The Mountain Top
John Telgren

 

There was a Christian song that came out over thirty years ago entitled, "Mountain Top."

"I love to sing and I love to pray, I worship the Lord most every day. I go to the temple and I just want to stay to hide from the hustle of the world and its ways.

I'd love to live on a mountaintop, and be fellowshipping with the Lord.
I'd love to stand on a mountaintop, 'Cause I love to feel my spirit soar.

But I must come down from the mountaintop to the people in the valley below; or they'll never know that they can go to the mountain of the Lord.

Mountain top experiences can be powerful times of renewal. There are times we need to go to the mountain top. For some it may be a retreat. For others it may be camp, a workshop, a singing, or simply a special trip to a literal mountaintop.

I had a friend that craved the mountaintop. When the feeling of the mountaintop wore off, so did his devotion and commitment. Needless to say, he showed up only sporadically to the Sunday assembly. He didn't feel the urge to go, so he didn't. He didn't want to go if his heart wasn't in it. So he would get weaker and weaker that way until the next mountain top experience, which was the annual Men's Retreat in the woods.

As I reflect on those mountaintop experiences in scripture, I am reminded they are not all the same. For some, it was a time of strengthening, encouragement, and renewal, such as Elijah's time in the mountain (1 Kng 19). For others, it was terrifying, uncomfortable, but nevertheless a time of renewal, as in the time Jacob wrestled with God by the Jabbok river (Gen 32). But God never leaves them there. When people are renewed, encouraged, and strengthened, it is always to serve or minister in some way.

God does not stay on the mountaintop. God is not found in a burning bush or on Mount Sinai today. The voice of God along with Moses and Elijah are no longer found on the mount of transfiguration. So anyone who just sits on the mountaintop waiting for another experience rather than going out to serve will get weaker and weaker as my friend did. It would not be unlike spending your whole life at the dinner table waiting to be fed, but never leaving it or doing anything else. Nothing could be unhealthier.

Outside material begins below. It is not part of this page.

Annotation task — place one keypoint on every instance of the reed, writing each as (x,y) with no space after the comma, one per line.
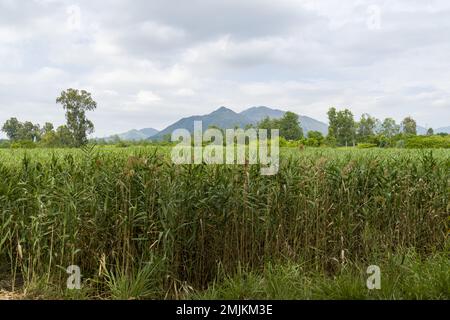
(131,214)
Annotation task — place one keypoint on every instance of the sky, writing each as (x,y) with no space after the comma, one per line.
(148,63)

So, while retreats, camps, and other such things can be great times of renewal, they are only a part of the whole picture. Like Moses, we come down off the mountain and go out to serve. We don't do so alone. The Lord promised to be with us to the end of the age (Mt 28:20). We are a temple of the Spirit (1 Cor 6:19). God is with us every bit as much in the valley as he is on the mountain top.